There may not be a lot of jobs available, but there are a lot of places to look for them. Most Global 500 companies operate their own careers site, and the top five job sites got more than 20 million U.S. surfers in April.
Corporations are catching on to the importance of being their own recruiters as an iLogos Research report shows that fully 94 percent of the Global 500 companies that were surveyed had their own careers site — up 3 percentage points from 2002.

The ratio has increased dramatically since 1998 when only 29 percent of the corporations surveyed had a careers site, surging to 60 percent in 1999, 79 percent in 2000, and 88 percent in 2001.

The data, gathered by iLogos during early 2003 primarily from respondents in North America, Europe, and the Asia Pacific region, reflects the growing trend of expense-cutting by bringing employee recruitment functions in-house, but despite those efforts, Nielsen//NetRatings found that more than 20 million U.S. surfers logged on to career Web sites during April 2003, with Monster way ahead of the pack.

Top Career and Development Sites,
April 2003 (U.S., Home and Work Combined)
Brand or Channel Unique Audience Time Spent
Monster.com 10,774,000 0:17:34
Yahoo! HotJobs 3,545,000 0:14:56
CareerBuilder 3,342,000 0:20:31
USAJOBS 1,270,000 0:17:12
AOL Careers & Work 1,120,000 0:08:34
Source: Nielsen//NetRatings

Of those visiting the career and development sites, 19 percent are professionals, 26 percent are executives or managers, and 26 percent are technical workers. Full time students and blue collar workers are the smallest segments (5 percent and 7 percent respectively) of online job searchers.
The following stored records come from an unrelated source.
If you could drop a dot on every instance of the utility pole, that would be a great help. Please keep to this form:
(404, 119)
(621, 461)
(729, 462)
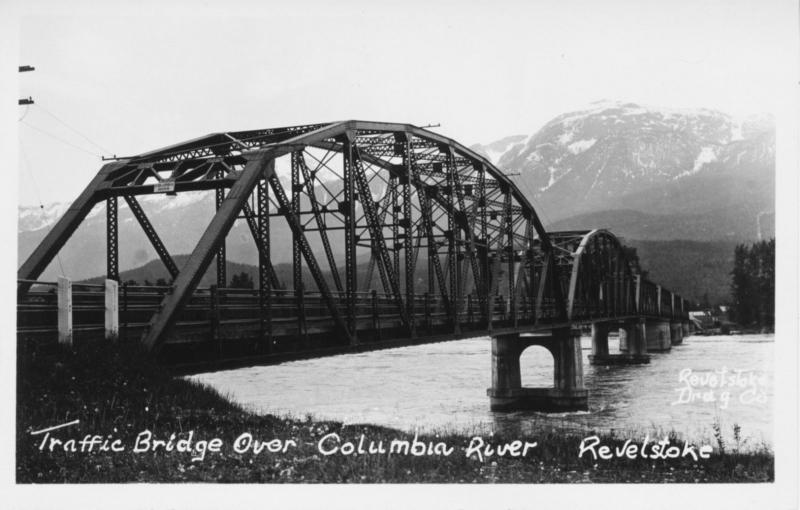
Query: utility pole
(29, 99)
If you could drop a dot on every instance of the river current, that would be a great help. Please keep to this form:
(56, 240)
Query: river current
(707, 382)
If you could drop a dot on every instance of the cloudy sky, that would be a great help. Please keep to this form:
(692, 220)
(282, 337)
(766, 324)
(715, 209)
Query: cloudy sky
(129, 79)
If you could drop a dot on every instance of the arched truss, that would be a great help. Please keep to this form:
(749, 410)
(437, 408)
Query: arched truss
(603, 283)
(429, 214)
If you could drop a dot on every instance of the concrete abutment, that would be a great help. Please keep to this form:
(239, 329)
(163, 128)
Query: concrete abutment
(633, 349)
(568, 392)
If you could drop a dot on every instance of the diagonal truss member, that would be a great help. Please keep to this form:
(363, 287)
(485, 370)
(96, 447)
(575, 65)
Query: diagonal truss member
(151, 234)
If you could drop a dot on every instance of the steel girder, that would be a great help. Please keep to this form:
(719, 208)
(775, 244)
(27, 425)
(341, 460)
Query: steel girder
(449, 197)
(151, 234)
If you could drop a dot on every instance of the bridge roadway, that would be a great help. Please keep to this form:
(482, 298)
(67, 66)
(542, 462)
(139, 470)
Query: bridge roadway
(458, 250)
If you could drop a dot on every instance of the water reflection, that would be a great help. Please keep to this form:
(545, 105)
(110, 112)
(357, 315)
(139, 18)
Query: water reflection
(443, 387)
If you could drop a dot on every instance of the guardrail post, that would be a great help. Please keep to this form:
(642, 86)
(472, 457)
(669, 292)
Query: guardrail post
(64, 311)
(125, 311)
(470, 312)
(658, 303)
(638, 293)
(112, 309)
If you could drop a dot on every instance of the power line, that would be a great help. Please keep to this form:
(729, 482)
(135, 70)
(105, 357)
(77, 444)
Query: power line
(48, 112)
(60, 139)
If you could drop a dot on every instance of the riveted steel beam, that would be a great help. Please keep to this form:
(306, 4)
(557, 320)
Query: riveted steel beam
(151, 234)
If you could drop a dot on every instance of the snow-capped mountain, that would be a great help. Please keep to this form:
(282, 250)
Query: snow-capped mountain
(644, 173)
(617, 156)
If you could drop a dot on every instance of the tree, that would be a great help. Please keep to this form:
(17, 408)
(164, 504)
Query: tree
(753, 284)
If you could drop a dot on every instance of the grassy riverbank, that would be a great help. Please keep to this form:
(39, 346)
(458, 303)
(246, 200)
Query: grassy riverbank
(117, 393)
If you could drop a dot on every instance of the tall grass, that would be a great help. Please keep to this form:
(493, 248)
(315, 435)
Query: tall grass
(118, 390)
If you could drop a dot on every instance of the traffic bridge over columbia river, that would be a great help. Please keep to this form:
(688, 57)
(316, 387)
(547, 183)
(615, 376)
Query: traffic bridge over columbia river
(458, 250)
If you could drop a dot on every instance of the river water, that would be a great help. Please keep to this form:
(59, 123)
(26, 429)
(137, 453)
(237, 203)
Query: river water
(709, 381)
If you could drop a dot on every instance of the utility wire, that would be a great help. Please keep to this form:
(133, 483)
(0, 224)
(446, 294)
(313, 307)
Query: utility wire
(38, 196)
(48, 112)
(61, 139)
(27, 107)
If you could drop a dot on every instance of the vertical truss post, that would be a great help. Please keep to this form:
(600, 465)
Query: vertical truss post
(112, 239)
(151, 234)
(483, 290)
(349, 211)
(453, 237)
(297, 259)
(250, 218)
(395, 227)
(509, 227)
(434, 264)
(222, 277)
(64, 311)
(284, 205)
(530, 267)
(309, 184)
(265, 288)
(391, 281)
(408, 222)
(111, 309)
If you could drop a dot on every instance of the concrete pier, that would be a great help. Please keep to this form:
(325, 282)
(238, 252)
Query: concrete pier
(627, 334)
(567, 393)
(658, 335)
(676, 333)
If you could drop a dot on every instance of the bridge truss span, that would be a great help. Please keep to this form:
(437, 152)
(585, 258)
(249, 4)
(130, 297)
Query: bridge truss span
(397, 234)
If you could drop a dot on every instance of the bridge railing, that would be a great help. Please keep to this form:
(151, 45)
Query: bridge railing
(291, 313)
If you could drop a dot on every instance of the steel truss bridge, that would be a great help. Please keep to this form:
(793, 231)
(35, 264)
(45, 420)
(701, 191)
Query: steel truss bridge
(399, 236)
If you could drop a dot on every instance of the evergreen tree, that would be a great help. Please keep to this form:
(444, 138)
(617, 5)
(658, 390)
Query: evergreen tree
(753, 284)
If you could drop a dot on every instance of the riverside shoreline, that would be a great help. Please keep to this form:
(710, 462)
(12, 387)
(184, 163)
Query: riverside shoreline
(129, 420)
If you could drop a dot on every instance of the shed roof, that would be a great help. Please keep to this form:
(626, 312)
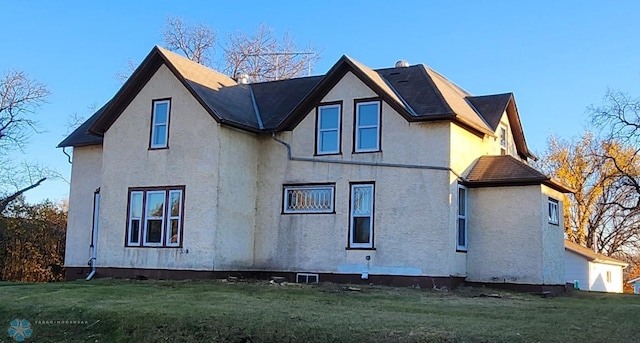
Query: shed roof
(417, 92)
(591, 255)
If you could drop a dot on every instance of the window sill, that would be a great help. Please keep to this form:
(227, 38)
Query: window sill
(153, 246)
(319, 154)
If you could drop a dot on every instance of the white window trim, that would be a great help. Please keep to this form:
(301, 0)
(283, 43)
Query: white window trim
(358, 126)
(319, 150)
(330, 187)
(165, 230)
(554, 216)
(170, 218)
(352, 244)
(147, 217)
(465, 216)
(155, 124)
(131, 219)
(504, 146)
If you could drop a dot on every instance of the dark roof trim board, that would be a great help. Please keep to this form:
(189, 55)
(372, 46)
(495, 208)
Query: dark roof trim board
(591, 255)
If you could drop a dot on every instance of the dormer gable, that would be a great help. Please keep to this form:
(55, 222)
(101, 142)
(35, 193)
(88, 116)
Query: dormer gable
(492, 108)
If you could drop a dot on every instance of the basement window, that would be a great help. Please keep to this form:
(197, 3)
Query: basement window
(308, 198)
(307, 278)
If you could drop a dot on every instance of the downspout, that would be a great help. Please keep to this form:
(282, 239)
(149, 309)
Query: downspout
(361, 163)
(94, 234)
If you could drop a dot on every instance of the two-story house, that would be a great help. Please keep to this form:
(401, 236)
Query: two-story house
(392, 176)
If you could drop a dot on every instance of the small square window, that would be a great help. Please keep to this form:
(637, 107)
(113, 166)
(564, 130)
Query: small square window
(328, 129)
(309, 199)
(155, 217)
(367, 126)
(553, 212)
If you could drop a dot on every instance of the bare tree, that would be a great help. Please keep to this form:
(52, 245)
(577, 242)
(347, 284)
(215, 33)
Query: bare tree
(600, 214)
(264, 57)
(20, 97)
(195, 41)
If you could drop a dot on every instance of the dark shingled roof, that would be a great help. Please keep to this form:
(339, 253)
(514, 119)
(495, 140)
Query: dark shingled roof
(417, 89)
(592, 255)
(491, 107)
(231, 104)
(81, 135)
(503, 168)
(276, 99)
(417, 92)
(506, 170)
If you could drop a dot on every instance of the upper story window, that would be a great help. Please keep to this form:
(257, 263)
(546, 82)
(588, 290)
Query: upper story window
(155, 217)
(502, 134)
(461, 240)
(367, 126)
(553, 212)
(160, 124)
(361, 221)
(328, 129)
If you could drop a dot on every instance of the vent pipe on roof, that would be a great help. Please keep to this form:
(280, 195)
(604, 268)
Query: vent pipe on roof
(402, 64)
(242, 78)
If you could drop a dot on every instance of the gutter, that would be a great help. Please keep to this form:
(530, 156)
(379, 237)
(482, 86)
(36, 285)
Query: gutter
(361, 163)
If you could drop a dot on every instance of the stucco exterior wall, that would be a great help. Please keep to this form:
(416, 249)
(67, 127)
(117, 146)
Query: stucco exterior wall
(591, 275)
(85, 179)
(505, 235)
(192, 160)
(236, 194)
(553, 266)
(412, 232)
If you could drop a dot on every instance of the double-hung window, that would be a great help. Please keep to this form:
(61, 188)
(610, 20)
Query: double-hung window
(367, 126)
(155, 217)
(328, 129)
(461, 234)
(502, 135)
(361, 217)
(160, 124)
(553, 212)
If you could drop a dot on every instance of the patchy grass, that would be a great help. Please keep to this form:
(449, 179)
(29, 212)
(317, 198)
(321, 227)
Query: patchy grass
(194, 311)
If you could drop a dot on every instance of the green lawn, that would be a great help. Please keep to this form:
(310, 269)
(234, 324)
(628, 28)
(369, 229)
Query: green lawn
(206, 311)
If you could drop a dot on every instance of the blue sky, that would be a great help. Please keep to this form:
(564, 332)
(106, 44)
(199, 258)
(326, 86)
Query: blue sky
(558, 57)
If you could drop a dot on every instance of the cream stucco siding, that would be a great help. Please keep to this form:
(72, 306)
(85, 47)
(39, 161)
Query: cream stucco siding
(236, 194)
(505, 235)
(85, 180)
(192, 160)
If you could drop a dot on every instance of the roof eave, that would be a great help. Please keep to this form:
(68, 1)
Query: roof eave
(331, 78)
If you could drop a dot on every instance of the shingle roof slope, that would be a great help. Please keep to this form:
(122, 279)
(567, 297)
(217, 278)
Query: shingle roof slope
(504, 168)
(80, 136)
(276, 99)
(417, 89)
(491, 107)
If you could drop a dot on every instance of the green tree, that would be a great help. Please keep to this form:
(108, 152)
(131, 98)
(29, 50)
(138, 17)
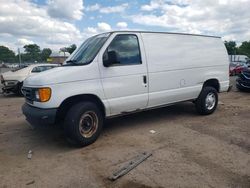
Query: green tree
(46, 52)
(32, 53)
(244, 48)
(231, 47)
(7, 55)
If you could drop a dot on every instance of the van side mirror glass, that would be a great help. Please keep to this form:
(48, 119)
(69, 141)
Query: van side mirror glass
(111, 59)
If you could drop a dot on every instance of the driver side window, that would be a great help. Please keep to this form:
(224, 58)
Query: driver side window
(123, 50)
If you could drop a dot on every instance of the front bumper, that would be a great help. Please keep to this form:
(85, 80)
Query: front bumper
(9, 86)
(243, 83)
(39, 116)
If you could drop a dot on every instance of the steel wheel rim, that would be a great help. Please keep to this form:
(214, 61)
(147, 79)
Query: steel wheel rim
(88, 124)
(210, 101)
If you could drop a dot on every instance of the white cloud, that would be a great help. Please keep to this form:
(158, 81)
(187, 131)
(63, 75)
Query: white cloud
(221, 17)
(108, 9)
(103, 27)
(122, 25)
(93, 7)
(100, 28)
(63, 9)
(25, 22)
"Totaling more than 10 million online, the blue collar labor force has typically used more traditional channels when searching for employment. Their sheer size online represents a substantial growth opportunity for career sites looking to expand their existing user base," said Patrick Thomas, senior Internet analyst, Nielsen//NetRatings.

Top Occupations Within the Career
and Development Category, April 2003
(U.S., Home and Work Combined)
Occupation Unique Audience Active Reach
Professional 3,199,000 19%
Executive or Managerial 2,819,000 26%
Technical 2,030,000 26%
Clerical or Administrative 1,699,000 18%
Full Time Student 1,257,000 5%
Self-Employed 1,106,000 14%
Sales 1,044,000 19%
Education 876,000 12%
Craftsman, Factory Operator
or Laborer, Service Worker
765,000 7%
Other 734,000 21%
Source: Nielsen//NetRatings

According to findings from a New York Times Job Market survey, sales people are the most likely career site surfers, with 52 percent of hiring managers reporting a high employee turnover rate in a typical year.

Job Functions and the Percentage
of Hiring Managers Reporting
High Turnover
Sales 52%
Technical 32%
Finance/Accounting 5%
Human Resources 5%
Source: New York Times Job Market

Hiring managers also report that employees in senior management or executive-level positions stay with their organizations an average of 13 years, while employees in entry-level positions stay an average of four years.